I want to remove all empty strings from a list of strings in python.
My idea looks like this:
while \'\' in str_list:
str_list.remove(\'\')
>>> lstr = ['hello', '', ' ', 'world', ' ']
>>> lstr
['hello', '', ' ', 'world', ' ']
>>> ' '.join(lstr).split()
['hello', 'world']
>>> filter(None, lstr)
['hello', ' ', 'world', ' ']
Compare time
>>> from timeit import timeit
>>> timeit('" ".join(lstr).split()', "lstr=['hello', '', ' ', 'world', ' ']", number=10000000)
4.226747989654541
>>> timeit('filter(None, lstr)', "lstr=['hello', '', ' ', 'world', ' ']", number=10000000)
3.0278358459472656
Notice that filter(None, lstr)
does not remove empty strings with a space ' '
, it only prunes away ''
while ' '.join(lstr).split()
removes both.
To use filter()
with white space strings removed, it takes a lot more time:
>>> timeit('filter(None, [l.replace(" ", "") for l in lstr])', "lstr=['hello', '', ' ', 'world', ' ']", number=10000000)
18.101892948150635
Using a list comprehension is the most Pythonic way:
>>> strings = ["first", "", "second"]
>>> [x for x in strings if x]
['first', 'second']
If the list must be modified in-place, because there are other references which must see the updated data, then use a slice assignment:
strings[:] = [x for x in strings if x]
Instead of if x, I would use if X != '' in order to just eliminate empty strings. Like this:
str_list = [x for x in str_list if x != '']

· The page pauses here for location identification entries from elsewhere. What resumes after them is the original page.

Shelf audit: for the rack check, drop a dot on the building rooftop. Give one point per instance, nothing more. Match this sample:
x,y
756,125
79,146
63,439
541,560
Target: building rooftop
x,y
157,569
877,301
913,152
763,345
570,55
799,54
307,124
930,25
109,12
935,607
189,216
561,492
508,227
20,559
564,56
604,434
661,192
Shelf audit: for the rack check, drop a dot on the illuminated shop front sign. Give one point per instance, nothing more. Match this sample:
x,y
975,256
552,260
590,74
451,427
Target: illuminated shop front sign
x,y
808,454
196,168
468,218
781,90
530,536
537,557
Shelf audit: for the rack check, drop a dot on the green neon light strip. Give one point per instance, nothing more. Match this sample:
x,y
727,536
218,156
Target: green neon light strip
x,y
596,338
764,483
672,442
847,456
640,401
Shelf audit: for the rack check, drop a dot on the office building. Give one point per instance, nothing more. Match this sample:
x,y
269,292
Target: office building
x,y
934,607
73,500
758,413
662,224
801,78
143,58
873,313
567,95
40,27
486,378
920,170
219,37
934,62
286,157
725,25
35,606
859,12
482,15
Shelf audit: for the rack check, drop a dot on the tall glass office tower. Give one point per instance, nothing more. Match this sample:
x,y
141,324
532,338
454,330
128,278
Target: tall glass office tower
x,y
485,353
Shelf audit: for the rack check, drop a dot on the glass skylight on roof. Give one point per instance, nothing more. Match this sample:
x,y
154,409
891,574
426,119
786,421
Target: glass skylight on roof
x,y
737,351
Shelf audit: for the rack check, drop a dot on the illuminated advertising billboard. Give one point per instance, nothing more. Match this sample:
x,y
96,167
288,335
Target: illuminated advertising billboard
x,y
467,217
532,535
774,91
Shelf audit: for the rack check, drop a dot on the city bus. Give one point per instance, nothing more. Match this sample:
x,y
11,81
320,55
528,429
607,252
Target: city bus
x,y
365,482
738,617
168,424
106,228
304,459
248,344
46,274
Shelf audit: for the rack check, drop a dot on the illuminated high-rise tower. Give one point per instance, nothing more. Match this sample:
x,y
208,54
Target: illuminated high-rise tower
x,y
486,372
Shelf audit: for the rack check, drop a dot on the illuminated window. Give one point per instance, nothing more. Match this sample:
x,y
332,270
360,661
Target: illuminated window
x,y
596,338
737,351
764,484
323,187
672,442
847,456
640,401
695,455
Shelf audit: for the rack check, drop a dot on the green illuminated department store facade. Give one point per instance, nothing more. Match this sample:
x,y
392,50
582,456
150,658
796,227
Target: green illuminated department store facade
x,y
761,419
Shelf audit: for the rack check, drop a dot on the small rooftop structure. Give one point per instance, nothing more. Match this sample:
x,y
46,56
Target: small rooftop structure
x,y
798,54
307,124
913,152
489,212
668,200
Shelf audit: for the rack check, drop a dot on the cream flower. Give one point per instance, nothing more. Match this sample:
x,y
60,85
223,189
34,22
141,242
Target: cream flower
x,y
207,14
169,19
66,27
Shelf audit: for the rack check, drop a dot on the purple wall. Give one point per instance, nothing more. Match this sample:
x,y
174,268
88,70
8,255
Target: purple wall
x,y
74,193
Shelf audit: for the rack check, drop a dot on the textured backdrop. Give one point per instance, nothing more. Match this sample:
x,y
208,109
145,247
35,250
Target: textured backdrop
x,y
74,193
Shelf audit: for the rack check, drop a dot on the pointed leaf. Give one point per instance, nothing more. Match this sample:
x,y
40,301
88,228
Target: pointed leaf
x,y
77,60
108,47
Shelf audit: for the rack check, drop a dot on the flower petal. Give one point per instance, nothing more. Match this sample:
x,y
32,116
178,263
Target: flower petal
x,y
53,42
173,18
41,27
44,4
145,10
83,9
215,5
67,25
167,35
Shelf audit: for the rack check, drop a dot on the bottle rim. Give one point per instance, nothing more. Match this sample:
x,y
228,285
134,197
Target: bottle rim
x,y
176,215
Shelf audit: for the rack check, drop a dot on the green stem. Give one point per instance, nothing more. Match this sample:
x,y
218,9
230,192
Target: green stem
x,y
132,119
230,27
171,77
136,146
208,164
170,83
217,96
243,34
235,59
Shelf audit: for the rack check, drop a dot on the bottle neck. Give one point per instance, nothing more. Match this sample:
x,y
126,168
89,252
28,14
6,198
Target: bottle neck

This will preserve None data type within your list. Also, in case your list has integers and 0 is one among them, it will also be preserved.
For example,
str_list = [None, '', 0, "Hi", '', "Hello"]
[x for x in str_list if x != '']
[None, 0, "Hi", "Hello"]
Depending on the size of your list, it may be most efficient if you use list.remove() rather than create a new list:
l = ["1", "", "3", ""]
while True:
try:
l.remove("")
except ValueError:
break
This has the advantage of not creating a new list, but the disadvantage of having to search from the beginning each time, although unlike using while '' in l
as proposed above, it only requires searching once per occurrence of ''
(there is certainly a way to keep the best of both methods, but it is more complicated).
filter actually has a special option for this:
filter(None, sequence)
It will filter out all elements that evaluate to False. No need to use an actual callable here such as bool, len and so on.
It's equally fast as map(bool, ...)
Reply from @Ib33X is awesome. If you want to remove every empty string, after stripped. you need to use the strip method too. Otherwise, it will return the empty string too if it has white spaces. Like, " " will be valid too for that answer. So, can be achieved by.
strings = ["first", "", "second ", " "]
[x.strip() for x in strings if x.strip()]
The answer for this will be ["first", "second"]
.
If you want to use filter
method instead, you can do like
list(filter(lambda item: item.strip(), strings))
. This is give the same result.